Paula Doepfner’s works cross damaged goods and ill-fated Utopias. Scientific methods are picked out and combined with poetic approaches. Doepfner addresses the contradictions of subjective experience using the polarities of neuroscience and literature. Dried plants are concealed behind broken glass; drawings emerge from tiny passages of handwriting. These works counteract the incommensurability of emotions and ideas and expose the impossibility of ever completely understanding the life of the mind.
The new works exhibited in YOU and ME represent a continuation of Doepfner’s intensive engagement with Robert Musil’s other state.
At the centre of the exhibition stands the large format drawing YOU and ME (Atemzüge eines Sommertags), which the artist has been working on for an entire year. In the summer of 2016 she went to Rome to concentrate her efforts on this 240 x 230 cm drawing. YOU and ME (Atemzüge eines Sommertags) consists of ink script on Japanese paper, the threads of letters forming linear textures and grid structures. The text is a written transcription of the drafts for a chapter entitled Breaths of a Summer Day from Robert Musil’s novel The Man Without Qualities. Musil was still working on this chapter when he died. It features siblings Ulrich and Agathe in a garden continuing a conversation about a Utopia called the other state. This Utopia envisaged a boundless ecstatic state built on early Christian mysticism and love. But it also had failure written into it.

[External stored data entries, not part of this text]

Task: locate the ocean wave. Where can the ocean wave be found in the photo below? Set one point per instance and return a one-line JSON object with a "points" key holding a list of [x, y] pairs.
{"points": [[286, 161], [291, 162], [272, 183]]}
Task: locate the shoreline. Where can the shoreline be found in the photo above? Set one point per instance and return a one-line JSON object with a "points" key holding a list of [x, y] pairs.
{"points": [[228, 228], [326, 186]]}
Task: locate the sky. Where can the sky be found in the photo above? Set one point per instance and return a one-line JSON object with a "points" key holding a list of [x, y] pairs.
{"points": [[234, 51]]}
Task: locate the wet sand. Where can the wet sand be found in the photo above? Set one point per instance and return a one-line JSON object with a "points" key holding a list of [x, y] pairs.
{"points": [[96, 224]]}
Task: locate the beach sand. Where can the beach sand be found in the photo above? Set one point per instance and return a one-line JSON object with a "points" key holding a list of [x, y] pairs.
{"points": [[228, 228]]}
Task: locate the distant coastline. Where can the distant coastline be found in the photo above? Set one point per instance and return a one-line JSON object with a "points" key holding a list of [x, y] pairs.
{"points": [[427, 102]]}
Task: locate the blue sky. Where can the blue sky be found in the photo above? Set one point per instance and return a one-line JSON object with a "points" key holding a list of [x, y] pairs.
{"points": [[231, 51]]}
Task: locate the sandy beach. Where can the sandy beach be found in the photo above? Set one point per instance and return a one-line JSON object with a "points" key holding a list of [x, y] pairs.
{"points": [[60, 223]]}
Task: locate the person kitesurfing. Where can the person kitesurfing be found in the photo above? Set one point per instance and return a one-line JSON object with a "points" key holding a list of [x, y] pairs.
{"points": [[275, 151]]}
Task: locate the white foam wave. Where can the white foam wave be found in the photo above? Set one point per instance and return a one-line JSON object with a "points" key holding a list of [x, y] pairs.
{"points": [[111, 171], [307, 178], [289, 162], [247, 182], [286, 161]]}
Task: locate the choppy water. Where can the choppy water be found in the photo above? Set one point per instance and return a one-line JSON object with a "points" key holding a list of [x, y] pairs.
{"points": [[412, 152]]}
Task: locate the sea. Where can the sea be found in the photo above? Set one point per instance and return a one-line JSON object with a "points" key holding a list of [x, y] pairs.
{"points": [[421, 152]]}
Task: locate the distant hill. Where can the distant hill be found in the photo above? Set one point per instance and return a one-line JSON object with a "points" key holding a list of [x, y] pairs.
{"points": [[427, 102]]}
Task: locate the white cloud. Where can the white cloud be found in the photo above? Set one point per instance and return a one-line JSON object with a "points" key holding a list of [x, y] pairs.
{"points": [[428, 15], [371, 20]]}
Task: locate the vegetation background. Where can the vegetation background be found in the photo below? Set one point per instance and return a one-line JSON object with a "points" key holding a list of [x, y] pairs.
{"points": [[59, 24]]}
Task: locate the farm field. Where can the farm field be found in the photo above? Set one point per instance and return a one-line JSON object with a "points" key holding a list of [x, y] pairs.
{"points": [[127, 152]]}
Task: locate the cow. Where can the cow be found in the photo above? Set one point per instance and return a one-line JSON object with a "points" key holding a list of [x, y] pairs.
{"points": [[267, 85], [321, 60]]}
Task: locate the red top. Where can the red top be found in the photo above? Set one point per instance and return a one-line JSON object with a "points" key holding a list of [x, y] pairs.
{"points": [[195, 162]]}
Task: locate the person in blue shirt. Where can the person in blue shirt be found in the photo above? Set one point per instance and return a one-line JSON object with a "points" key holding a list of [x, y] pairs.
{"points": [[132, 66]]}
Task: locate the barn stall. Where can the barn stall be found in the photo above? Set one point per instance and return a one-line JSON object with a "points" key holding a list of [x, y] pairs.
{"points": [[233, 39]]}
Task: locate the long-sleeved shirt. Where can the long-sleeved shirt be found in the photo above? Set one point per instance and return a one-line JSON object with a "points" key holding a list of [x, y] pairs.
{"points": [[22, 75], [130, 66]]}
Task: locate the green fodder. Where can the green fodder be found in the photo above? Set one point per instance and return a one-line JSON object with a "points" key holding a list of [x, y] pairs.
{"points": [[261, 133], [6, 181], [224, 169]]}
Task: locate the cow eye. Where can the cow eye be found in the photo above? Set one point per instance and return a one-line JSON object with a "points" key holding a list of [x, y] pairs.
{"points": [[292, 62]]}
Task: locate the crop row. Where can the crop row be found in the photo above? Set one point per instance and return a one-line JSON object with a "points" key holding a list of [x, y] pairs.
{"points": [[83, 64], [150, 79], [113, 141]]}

Doepfner has set out the words of these drafts on Gampi paper, in capital letters and at a script size of one millimetre. The composition of the piece is based on Michelangelo’s Last Judgement, while the individual passages go back to Doepfner’s sketches of autopsies and brain surgery at the Charité hospital in Berlin.
Postcards of Michelangelos and Fra Angelicos, sketches of dissected brains, the pages of books, transcripts and drawings with pressed flowers are installed on the wall across from the work.

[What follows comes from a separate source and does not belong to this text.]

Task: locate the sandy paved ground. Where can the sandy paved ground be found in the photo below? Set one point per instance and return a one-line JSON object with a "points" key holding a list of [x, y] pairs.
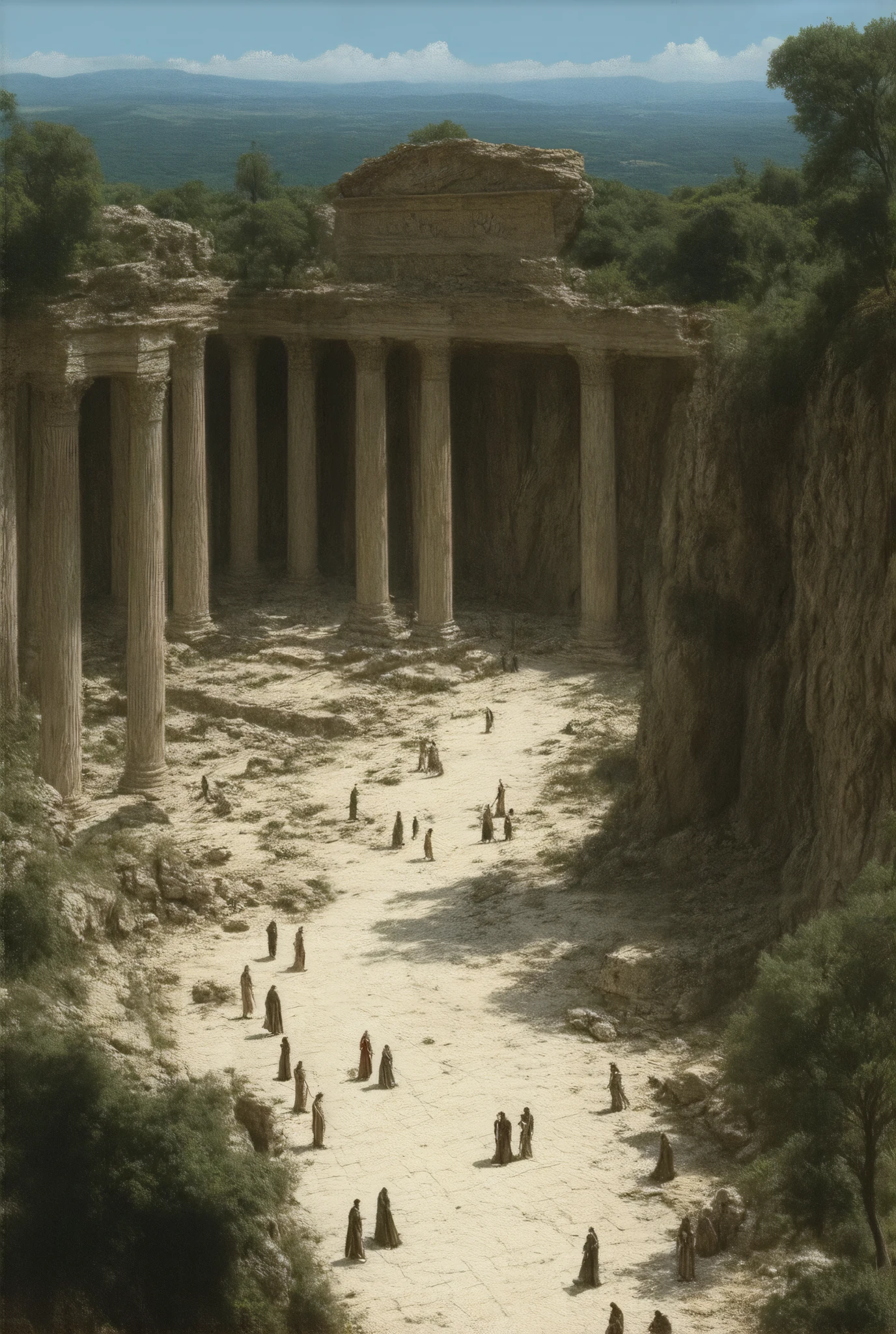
{"points": [[464, 978]]}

On the raised level of the adjacent room, three badly damaged panes of security glass form the triptych What was it you wanted. The sheets of glass are from luxury properties in Berlin and were destroyed in nocturnal campaigns by autonomous left-wing groups. They are a reminder of the possibility of resistance. Pigment on the glass flows over plants and cracks. The form of this triptych is derived from that of the folding altarpiece, but whether the wings are open or closed is irrelevant here; the closed everyday aspect and the open festive aspect overlap, making every day a feast day. This disrupted state reaches out to Musil’s other state.
Musil’s complex writing (which always deals with science in one way or another), the corporeal movements of Michelangelo’s figures, ecstatic states, Utopian drafts, failure in the face of reality, medicine, botany, neuroscience and pathology are interwoven in Doepfner’s works into fragile tensile structures. They are her way of finding possibility in reality.